Insecurity is inescapable for youth workers.

We’ll never be cool enough. (If you think you are, just wait a few years.) We revisit our leadership decisions. We wonder if people like us. And the deepest bowel-shaking, fear-spawned question: Am I spiritual enough?

Insecurity is debilitating fear and doubt. Some fear and doubt is good (hungry, angry bears will maul you). Too much fear and doubt will ruin a person’s life (for example, believing there is a hungry, angry bear around every corner).

The opposite of insecurity is confidence, which is the attitude that comes from an accurate understanding of what we can control and the faith that God controls everything. “Too much” confidence is pride which says, “I don’t need God.”

Insecurity has a million different shades of meaning. So you and I can be on the same page, I’ve tried to establish a clear definition: insecurity is too much fear and doubt.

Living with deep insecurities isn’t God’s design for our lives. Fear makes it impossible to be experience the joy and significance we can have in Jesus. Also, God is calling us to be more like him, and that often means leaving our comfort zones. We can’t take these risks if we are filled with too much self-doubt. In the tough times and wild seasons of life, we can’t rest in God’s peace if we don’t trust him. We know all this, we teach it to the teenagers in our youth groups.

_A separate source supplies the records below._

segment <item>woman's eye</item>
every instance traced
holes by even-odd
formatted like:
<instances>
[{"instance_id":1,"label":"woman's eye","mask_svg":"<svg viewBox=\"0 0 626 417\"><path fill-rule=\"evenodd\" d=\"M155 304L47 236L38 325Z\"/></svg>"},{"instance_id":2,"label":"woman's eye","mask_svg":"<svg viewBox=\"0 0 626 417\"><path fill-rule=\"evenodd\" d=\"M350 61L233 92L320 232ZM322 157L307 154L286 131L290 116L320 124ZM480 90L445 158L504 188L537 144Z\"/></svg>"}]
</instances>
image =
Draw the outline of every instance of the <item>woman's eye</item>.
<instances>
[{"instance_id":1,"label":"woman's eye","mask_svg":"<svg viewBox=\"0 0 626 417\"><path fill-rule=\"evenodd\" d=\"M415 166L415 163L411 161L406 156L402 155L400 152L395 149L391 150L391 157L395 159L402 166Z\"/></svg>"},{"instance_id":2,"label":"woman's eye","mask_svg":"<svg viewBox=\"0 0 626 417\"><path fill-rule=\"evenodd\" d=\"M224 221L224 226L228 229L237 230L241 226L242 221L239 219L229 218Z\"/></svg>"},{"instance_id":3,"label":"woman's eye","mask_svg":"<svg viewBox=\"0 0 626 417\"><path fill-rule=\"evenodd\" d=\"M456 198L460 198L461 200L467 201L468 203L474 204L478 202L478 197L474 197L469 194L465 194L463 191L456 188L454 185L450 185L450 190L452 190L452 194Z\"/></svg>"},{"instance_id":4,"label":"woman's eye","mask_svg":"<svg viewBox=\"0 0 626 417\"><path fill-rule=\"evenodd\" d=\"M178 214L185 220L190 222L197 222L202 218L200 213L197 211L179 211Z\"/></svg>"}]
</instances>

Yet we let insecurity undermine our trust in God and ourselves. We forget that God is in control of everything and that he has entrusted us with control over a few things. God trusts us, when we don’t trust him, we can’t really trust ourselves.

How can we deal with our insecurities? Here’s how I’ve tackled mine:

After I can get over the pain (and sometimes embarrasment), I view an insecurity as an opportunity to grow. I want to turn my insecurities into a stepping-stone toward becoming more like Jesus.

Overcoming insecurity takes learning more so we can trust more. We can’t go in a new direction until we have a new perspective.

Once I become aware of an insecurity (they are such subtle creepers into our lives!), I make it a point to spend some time in focused prayer. Incapacitating insecurities are God sized problems. I need to keep my eyes on Jesus, the one who will never leave me and is working to draw me closer.

After devoting my heart in remembering Jesus, I engage my mind to reflect on what’s happening. I work hard to identify the specific source(s) of insecurity. I’ll ask: What’s causing my fear/doubt? How is my fear/doubt changing my life? This isn’t easy, but it’s always worth the effort.

I may find some answers…or I may not. Either way, I’ll connect with God’s Word to see what he has to say. I wish reading the Bible was like magic or Apple products, and that it “just worked,” solving my problem with a verse or two. Meh.

I’ll also talk with a few trusted friends to get their insight and perspective. (where would be be without good friends?)

All of this will lead me to two things: stuff I can control, and stuff I can’t. Then the excitement begins: obedience and surrender. I take care of the stuff I can, and trust God with the stuff I can’t.

Wish all this was as neat like this blog post. I also which dealing with an insecurity was a one time event, but it’s more of a rinse and repeat kind of struggle.

How about you: what do you do to short circuit insecurity’s impact on your life and ministry?